2001-04-28 00:14:51

by Fabio Riccardi

[permalink] [raw]
Subject: X15 alpha release: as fast as TUX but in user space

Dear All,

I'd like to announce the first release of X15 Alpha 1, a _user space_
web server that is as fast as TUX.

On my Dell 4400 with 2G of RAM and 2 933MHz PIII and NetGear 2Gbit NICs
I achieve about 2500 SpecWeb99 connections, with both X15 and
TUX (actually X15 is sligtly faster, some 20 connections more... ;)

Given the limitations of my experimental setup I'd like to ask if some
of you could help me testing my software on some higher end machines.
I'm interested to see what happens on 4-8 processors in terms of
scalability etc.

You can download X15 Alpha 1 from here:
http://www.chromium.com/X15-Alpha-1.tgz

The the README file in the tarball should contain sufficient information
to run the thing, I also included a support module for running the
SpecWeb benchmark.

TIA, ciao,

- Fabio



2001-04-28 00:42:28

by Aaron Lehmann

[permalink] [raw]
Subject: Re: X15 alpha release: as fast as TUX but in user space

On Fri, Apr 27, 2001 at 05:18:26PM -0700, Fabio Riccardi wrote:
> You can download X15 Alpha 1 from here:
> http://www.chromium.com/X15-Alpha-1.tgz

Where's the source?

2001-04-28 00:52:21

by David Miller

[permalink] [raw]
Subject: Re: X15 alpha release: as fast as TUX but in user space


Fabio Riccardi writes:
> On my Dell 4400 with 2G of RAM and 2 933MHz PIII and NetGear 2Gbit NICs
> I achieve about 2500 SpecWeb99 connections, with both X15 and
> TUX (actually X15 is sligtly faster, some 20 connections more... ;)

What is the CPU utilization like in X15 vs. TUX during
these runs?

Later,
David S. Miller
[email protected]

2001-04-28 01:08:09

by Fabio Riccardi

[permalink] [raw]
Subject: Re: X15 alpha release: as fast as TUX but in user space

In both cases (X15 and TUX) the CPU utilization is 100%

There are no IO bottlenecks on disk or on the net side.
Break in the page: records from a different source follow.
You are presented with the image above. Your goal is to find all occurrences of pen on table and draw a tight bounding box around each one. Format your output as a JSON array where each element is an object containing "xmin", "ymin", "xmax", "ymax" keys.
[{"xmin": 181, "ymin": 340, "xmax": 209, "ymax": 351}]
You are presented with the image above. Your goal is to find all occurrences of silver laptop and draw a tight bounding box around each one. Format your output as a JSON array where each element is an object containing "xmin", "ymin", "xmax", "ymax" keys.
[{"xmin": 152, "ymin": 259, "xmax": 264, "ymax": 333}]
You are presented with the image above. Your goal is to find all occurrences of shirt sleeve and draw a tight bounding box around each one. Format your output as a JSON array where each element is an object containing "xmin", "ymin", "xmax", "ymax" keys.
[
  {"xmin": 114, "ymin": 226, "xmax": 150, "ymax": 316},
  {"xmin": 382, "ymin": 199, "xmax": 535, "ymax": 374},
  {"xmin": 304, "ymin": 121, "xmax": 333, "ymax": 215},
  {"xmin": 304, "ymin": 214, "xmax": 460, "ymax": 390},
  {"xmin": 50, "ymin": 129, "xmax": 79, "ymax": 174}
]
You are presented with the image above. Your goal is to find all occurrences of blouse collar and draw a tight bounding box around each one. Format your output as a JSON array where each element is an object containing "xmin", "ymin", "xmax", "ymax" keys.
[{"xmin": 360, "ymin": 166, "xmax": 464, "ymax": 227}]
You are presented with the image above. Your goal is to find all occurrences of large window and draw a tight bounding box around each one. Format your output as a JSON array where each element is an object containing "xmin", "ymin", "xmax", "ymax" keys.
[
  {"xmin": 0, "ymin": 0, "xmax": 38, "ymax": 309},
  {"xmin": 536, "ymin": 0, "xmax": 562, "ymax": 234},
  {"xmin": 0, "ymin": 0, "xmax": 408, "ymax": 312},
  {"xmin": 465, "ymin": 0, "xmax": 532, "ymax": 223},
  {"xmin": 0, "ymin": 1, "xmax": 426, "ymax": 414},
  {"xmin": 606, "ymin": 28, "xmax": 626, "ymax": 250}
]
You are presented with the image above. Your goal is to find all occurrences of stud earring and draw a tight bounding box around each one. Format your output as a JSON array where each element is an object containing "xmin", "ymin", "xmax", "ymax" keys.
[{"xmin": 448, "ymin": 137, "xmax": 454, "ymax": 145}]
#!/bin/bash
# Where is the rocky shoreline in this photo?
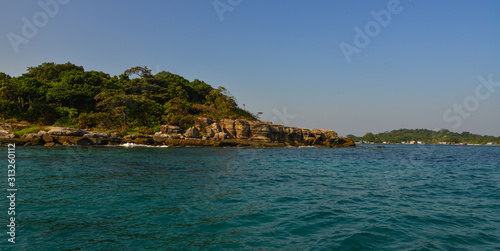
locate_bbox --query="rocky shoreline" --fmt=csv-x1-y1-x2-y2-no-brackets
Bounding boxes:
0,118,355,148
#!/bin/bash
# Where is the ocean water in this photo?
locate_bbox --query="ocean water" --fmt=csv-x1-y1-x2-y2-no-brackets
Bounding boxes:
2,144,500,250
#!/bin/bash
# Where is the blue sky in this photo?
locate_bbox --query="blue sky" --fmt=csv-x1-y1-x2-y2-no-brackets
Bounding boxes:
1,0,499,136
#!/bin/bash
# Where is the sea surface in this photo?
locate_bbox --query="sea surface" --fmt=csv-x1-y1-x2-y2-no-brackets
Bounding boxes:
2,144,500,250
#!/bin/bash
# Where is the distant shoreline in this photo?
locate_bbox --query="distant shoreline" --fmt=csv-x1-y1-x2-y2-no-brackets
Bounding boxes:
356,142,499,146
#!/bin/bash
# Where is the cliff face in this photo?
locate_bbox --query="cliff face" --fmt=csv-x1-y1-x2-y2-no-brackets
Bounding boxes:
184,117,346,146
0,118,355,147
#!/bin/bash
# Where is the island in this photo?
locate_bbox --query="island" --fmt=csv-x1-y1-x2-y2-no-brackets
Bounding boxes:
0,62,354,148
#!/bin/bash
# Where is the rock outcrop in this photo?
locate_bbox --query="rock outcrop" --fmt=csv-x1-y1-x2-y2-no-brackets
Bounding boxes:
47,127,87,136
160,125,183,134
0,119,354,148
198,118,340,145
184,127,200,138
0,129,9,136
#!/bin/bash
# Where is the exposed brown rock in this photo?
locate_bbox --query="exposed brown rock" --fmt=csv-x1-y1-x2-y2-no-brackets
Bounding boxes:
195,117,214,131
48,127,87,136
0,133,17,139
160,125,183,134
283,127,302,142
153,132,172,142
213,132,231,140
185,127,200,138
84,132,111,138
0,117,351,147
220,119,236,138
249,121,271,141
206,123,223,138
42,135,54,142
234,119,251,139
21,133,42,140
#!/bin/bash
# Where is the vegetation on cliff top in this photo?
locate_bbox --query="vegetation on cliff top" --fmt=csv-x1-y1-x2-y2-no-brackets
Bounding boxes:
0,62,257,134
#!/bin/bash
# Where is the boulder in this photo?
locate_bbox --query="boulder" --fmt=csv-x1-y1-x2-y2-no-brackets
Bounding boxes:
169,134,182,139
220,119,236,138
82,132,112,145
0,123,11,130
0,134,17,139
213,132,229,140
206,123,223,138
51,136,84,145
123,135,153,144
123,135,149,140
184,127,200,138
310,129,326,141
84,132,111,138
234,119,251,139
42,134,54,143
249,121,271,140
24,137,44,146
195,117,214,131
322,129,338,140
21,133,42,140
153,132,172,142
283,127,302,142
110,133,122,138
48,127,87,136
301,129,315,141
269,124,285,142
160,125,183,134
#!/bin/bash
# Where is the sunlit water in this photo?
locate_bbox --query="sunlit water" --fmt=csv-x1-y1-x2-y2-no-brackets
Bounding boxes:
2,145,500,250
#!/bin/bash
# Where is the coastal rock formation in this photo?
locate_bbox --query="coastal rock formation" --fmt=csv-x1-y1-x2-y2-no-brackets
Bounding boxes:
206,123,223,138
84,132,111,138
195,117,214,131
204,118,340,145
0,133,17,139
0,118,353,148
48,127,87,136
160,125,183,134
184,127,200,138
123,135,154,145
153,132,172,142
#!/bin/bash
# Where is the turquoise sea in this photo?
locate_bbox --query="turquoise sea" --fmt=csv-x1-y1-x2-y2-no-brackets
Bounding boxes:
2,144,500,250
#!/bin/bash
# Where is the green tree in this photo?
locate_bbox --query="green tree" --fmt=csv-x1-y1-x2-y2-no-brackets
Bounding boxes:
363,132,376,142
25,62,84,82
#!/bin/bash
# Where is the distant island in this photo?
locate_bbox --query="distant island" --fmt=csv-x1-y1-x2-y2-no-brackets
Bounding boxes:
0,62,353,147
348,129,500,145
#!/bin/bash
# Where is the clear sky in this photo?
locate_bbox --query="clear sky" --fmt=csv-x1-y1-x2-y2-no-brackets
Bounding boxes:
1,0,499,136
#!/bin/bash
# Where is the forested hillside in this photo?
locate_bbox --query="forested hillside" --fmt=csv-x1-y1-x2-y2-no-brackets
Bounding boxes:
348,129,500,145
0,62,256,134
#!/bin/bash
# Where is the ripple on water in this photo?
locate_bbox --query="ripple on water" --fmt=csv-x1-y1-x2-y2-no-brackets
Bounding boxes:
5,145,500,250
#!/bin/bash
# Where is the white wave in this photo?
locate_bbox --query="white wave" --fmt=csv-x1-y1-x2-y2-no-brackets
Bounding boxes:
119,143,169,148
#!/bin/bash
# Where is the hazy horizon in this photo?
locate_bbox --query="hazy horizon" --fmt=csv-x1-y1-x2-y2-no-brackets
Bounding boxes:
2,0,499,136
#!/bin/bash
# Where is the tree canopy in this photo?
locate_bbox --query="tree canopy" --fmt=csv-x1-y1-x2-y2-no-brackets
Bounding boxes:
347,128,500,145
0,62,256,134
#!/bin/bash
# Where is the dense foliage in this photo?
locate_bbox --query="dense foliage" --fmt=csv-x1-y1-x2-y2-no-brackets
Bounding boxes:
0,62,256,134
347,129,500,145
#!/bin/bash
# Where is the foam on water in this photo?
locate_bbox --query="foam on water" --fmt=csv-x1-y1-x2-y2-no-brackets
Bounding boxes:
118,142,169,148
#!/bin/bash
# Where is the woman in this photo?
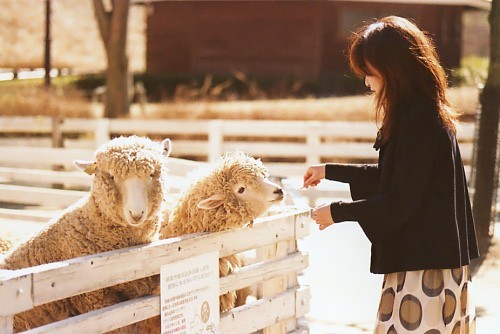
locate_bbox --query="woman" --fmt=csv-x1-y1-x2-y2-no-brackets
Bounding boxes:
303,16,479,333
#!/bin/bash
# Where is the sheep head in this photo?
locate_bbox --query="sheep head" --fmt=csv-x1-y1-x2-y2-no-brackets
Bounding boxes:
75,136,172,227
195,152,284,230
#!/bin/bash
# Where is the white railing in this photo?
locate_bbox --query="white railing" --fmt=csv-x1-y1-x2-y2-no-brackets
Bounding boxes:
0,208,311,334
0,116,476,212
0,116,475,177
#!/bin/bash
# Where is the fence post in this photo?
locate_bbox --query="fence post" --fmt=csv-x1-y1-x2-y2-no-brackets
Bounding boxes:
259,215,297,333
306,123,321,165
51,116,63,148
95,118,111,148
51,116,64,188
0,316,14,334
208,120,223,162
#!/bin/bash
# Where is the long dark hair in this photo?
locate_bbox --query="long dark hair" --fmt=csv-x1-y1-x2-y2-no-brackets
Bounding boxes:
348,16,460,142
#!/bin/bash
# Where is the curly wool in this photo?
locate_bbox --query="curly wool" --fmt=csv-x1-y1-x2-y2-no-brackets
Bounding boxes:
160,152,274,315
0,237,13,255
130,153,278,333
163,151,270,236
0,136,169,332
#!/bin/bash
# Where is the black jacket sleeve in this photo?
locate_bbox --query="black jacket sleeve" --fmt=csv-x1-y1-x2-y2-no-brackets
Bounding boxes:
329,113,441,244
325,163,379,200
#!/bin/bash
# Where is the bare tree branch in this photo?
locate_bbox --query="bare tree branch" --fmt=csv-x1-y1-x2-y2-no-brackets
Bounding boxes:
93,0,111,51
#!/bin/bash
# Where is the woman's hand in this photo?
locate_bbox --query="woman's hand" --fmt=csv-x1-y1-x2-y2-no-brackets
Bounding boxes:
303,164,326,189
312,203,334,230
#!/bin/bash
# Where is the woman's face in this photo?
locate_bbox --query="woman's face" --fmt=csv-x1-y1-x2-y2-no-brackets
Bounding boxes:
364,64,383,93
365,74,382,93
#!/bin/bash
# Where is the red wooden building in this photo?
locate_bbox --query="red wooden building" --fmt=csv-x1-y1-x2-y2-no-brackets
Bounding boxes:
145,0,490,82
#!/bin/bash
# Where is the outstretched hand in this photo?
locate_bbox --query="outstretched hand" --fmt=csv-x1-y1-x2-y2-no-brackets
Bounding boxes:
312,203,334,230
303,164,326,189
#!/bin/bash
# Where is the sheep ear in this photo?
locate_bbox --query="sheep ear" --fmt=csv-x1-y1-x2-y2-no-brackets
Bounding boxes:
162,138,172,157
74,160,97,175
197,192,225,210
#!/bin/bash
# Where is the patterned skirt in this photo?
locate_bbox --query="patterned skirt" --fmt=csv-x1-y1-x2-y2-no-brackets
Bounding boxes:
374,265,475,334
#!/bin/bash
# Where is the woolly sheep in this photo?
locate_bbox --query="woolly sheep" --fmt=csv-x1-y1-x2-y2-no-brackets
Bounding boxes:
0,136,171,332
134,152,284,333
161,151,284,312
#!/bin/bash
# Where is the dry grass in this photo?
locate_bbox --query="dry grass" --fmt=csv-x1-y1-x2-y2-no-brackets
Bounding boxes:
0,83,479,121
138,86,480,122
0,86,93,118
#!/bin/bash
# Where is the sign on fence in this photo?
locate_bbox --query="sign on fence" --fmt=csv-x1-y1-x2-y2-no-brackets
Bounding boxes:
161,251,220,334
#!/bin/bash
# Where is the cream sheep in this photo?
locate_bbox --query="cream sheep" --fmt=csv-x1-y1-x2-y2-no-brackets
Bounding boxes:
161,151,284,312
135,152,284,333
0,136,171,332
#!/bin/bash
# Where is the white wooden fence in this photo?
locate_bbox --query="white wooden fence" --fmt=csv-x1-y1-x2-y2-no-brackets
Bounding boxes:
0,208,312,334
0,116,475,208
0,116,476,176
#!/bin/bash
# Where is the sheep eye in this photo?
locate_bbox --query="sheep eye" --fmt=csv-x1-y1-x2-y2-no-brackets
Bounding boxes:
237,187,245,194
150,173,155,178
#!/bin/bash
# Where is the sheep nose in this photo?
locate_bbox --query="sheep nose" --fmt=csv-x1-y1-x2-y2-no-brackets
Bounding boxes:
274,188,283,195
129,210,144,221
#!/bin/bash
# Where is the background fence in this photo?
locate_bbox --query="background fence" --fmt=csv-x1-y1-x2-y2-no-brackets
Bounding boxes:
0,116,475,215
0,116,475,175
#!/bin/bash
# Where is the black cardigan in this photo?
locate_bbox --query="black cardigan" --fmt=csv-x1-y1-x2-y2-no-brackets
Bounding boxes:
327,106,479,274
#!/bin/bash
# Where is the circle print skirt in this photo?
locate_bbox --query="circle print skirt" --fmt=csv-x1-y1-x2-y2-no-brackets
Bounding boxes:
374,265,475,334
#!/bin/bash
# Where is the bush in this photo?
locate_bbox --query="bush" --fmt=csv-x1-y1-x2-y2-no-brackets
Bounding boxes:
449,56,489,88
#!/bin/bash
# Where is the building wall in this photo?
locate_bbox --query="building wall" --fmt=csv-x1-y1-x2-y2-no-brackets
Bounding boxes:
147,1,323,77
147,1,463,79
462,10,490,57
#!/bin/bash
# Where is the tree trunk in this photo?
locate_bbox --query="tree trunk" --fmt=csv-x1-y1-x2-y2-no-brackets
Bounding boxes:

I think that the major bottleneck is the speed of RAM and the PCI bus, wait
cycles.

We are basically going at the speed of the hardware.

- Fabio

"David S. Miller" wrote:

> Fabio Riccardi writes:
> > On my Dell 4400 with 2G of RAM and 2 933MHz PIII and NetGear 2Gbit NICs
> > I achieve about 2500 SpecWeb99 connections, with both X15 and
> > TUX (actually X15 is sligtly faster, some 20 connections more... ;)
>
> What is the CPU utilization like in X15 vs. TUX during
> these runs?
>
> Later,
> David S. Miller
> [email protected]
> -
> To unsubscribe from this list: send the line "unsubscribe linux-kernel" in
> the body of a message to [email protected]
> More majordomo info at http://vger.kernel.org/majordomo-info.html
> Please read the FAQ at http://www.tux.org/lkml/

2001-04-28 08:44:48

by Ingo Molnar

[permalink] [raw]
Subject: Re: X15 alpha release: as fast as TUX but in user space


Fabio,

i noticed one weirdness in the Date-field handling of X15. X15 appears to
cache the Date field too, which is contrary to RFCs:

earth2:~> wget -s http://localhost/index.html -O - 2>/dev/null | grep Date
Date: Sat Apr 28 10:15:14 2001
earth2:~> date
Sat Apr 28 10:32:40 CEST 2001

ie. there is already a 15 minutes difference between the 'origin date of
the reply' and the actual date of the reply. (i started X15 up 15 minutes
ago.)

per RFC 2616:
.............
The Date general-header field represents the date and time at which the
message was originated, [...]

Origin servers MUST include a Date header field in all responses, [...]
.............

i considered the caching of the Date field for TUX too, and avoided it
exactly due to this issue, to not violate this 'MUST' item in the RFC. It
can be reasonably expected from a web server to have a 1-second accurate
Date: field.

the header-caching in X15 gives it an edge against TUX, obviously, but IMO
it's a questionable practice.

if caching of headers was be allowed then we could the obvious trick of
sendfile()ing complete web replies (first header, then body).

Ingo

2001-04-28 13:15:34

by Ville Herva

[permalink] [raw]
Subject: Re: X15 alpha release: as fast as TUX but in user space

On Sat, Apr 28, 2001 at 10:42:29AM +0200, you [Ingo Molnar] claimed:
>
> per RFC 2616:
> .............
> The Date general-header field represents the date and time at which the
> message was originated, [...]
>
> Origin servers MUST include a Date header field in all responses, [...]
> .............
>
> i considered the caching of the Date field for TUX too, and avoided it
> exactly due to this issue, to not violate this 'MUST' item in the RFC. It
> can be reasonably expected from a web server to have a 1-second accurate
> Date: field.
>
> the header-caching in X15 gives it an edge against TUX, obviously, but IMO
> it's a questionable practice.
>
> if caching of headers was be allowed then we could the obvious trick of
> sendfile()ing complete web replies (first header, then body).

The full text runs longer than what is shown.